Anche tra noi c è chi vive tra la cenere di ciò che si è ormai consumato, chi veste abito da lutto piuttosto che quello della festa, chi ha in cuore uno spirito di mestizia, uno spirito accidioso, rinunciatario. A costoro si rivolge il Signore attraverso il profeta Isaia per annunciare un futuro.

Questo ci fa dire che siamo anche noi bisognosi di essere consolati come il popolo, al tempo del Profeta, che aveva bisogno di essere confermato nella speranza.

Spesso i nostri cuori risultano spezzati dentro, da una delusione devastante, indeboliti perché combattuti proprio dalla tristezza. Il cuore, se non vigiliamo, può disimparare a gioire.

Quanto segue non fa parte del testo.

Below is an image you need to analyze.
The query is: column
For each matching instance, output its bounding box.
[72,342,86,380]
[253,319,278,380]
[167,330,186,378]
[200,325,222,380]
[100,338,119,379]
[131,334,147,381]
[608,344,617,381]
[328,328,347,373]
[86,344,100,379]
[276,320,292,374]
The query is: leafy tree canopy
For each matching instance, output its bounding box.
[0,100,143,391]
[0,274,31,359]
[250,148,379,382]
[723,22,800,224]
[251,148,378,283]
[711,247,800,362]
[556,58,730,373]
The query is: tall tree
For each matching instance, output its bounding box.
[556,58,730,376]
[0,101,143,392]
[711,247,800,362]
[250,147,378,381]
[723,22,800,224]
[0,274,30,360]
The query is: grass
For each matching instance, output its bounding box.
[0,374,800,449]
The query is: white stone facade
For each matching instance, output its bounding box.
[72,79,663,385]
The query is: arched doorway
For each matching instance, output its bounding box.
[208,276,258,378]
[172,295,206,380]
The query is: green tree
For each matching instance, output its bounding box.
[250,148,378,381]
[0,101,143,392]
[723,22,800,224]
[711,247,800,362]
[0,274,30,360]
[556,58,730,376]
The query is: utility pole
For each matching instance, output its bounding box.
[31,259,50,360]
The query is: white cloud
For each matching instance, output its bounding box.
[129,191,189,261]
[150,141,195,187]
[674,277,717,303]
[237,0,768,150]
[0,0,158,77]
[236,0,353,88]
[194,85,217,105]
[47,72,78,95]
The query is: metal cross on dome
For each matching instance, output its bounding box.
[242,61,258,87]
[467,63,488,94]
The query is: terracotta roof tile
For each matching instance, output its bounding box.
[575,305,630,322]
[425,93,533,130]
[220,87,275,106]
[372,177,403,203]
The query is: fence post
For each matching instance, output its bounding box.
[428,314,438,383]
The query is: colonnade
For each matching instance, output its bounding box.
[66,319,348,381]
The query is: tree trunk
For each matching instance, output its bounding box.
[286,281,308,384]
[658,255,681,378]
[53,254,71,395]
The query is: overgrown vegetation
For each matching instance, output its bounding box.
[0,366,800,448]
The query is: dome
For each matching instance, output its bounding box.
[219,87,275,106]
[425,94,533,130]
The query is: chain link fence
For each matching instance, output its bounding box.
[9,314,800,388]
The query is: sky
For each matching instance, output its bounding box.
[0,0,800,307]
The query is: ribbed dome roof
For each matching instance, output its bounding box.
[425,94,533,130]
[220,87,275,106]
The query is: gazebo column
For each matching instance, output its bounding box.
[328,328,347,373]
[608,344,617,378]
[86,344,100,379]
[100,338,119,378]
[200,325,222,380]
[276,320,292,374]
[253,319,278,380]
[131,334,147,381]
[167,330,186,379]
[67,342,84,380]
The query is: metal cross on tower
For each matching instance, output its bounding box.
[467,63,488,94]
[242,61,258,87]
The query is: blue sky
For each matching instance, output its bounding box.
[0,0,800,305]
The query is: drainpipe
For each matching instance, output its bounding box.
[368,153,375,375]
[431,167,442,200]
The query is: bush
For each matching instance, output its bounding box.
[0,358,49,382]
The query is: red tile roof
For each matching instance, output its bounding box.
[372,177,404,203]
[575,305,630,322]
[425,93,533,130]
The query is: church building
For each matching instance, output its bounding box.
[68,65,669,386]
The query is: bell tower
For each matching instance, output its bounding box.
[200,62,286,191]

Questa stagione di Chiesa e della nostra vita (personale e di congregazione), può essere ridotta alla registrazione ossessiva di ciò che non c è più? Anche noi sappiamo far solo l elenco di un umanità mutilata? O invece siamo raggiunti da una parola che scardina i legacci che ci incatenano nel nostro presente? Sapremo noi essere annunciatori di speranza se questa non ha posto dimora in noi e nelle nostre case religiose?

La pagina evangelica, oltre alla parola del profeta Isaia, ci dice che questo tempo rimane sempre il tempo delle beatitudini. Ce lo ripete anche stasera Gesù. Forse in questa nostra precisa condizione appare il carattere “scandaloso” delle beatitudini e, insieme, può manifestarsi l’irrompere di un imprevedibile che solo Gesù può annunciare.

Le vicende della vita hanno ridimensionato, quando addirittura non hanno ridotto al minimo, le energie e le preziose “opere” dei carismi. Per molto tempo il carisma religioso è stato identificato prevalentemente con le ‘opere’ che lo manifestavano. Ma la storia in realtà non ha spento il carisma, che è la consacrazione. Essa rimane ed è necessaria perché delle beatitudini testimonia che il futuro (che Dio assicura) è già qui. La vostra esistenza consacrata parla proprio di questa verità, la annuncia. La storia, con le sue profonde trasformazioni, non ha annullato la forza di santità di tanti uomini e di tante donne che hanno interpretato l’intuizione spirituale dei fondatori.

Il futuro che è assicurato dal Signore è anticipato nella vostra persona e nelle vostre comunità religiose. Vivete fino alla fine il vostro carisma. Ne abbiamo bisogno tutti. Le Beatitudini da un verso non negano il povero – il pianto – la violenza – l’ingiustizia e la persecuzione che essa continua ad alimentare… Dall altro annunciano che proprio dentro alla forza del male che queste situazioni riconoscono, si apre un futuro che solo Dio sa aprire.

A noi non basta la sopravvivenza, ci è necessaria la salvezza, invochiamo di essere rivestiti “delle vesti di salvezza”. “Essi si chiameranno querce di giustizia, piantagione del Signore, per manifestare la sua gloria”. C’è tanto bisogno di queste ‘querce di giustizia’: donne e uomini giusti, che ci testimoniano la solidità anche e proprio nella prova della debolezza. Radicati in Dio e perciò radicati nella speranza. Voi continuate a indicare a tutti, nella fedeltà alla vostra vocazione, la strada necessaria per non soccombere sotto il peso del presente: l affidamento a colui che apre cammini di vita anche dove all apparenza essa sembra sconfitta. Veramente nulla è impossibile a Dio.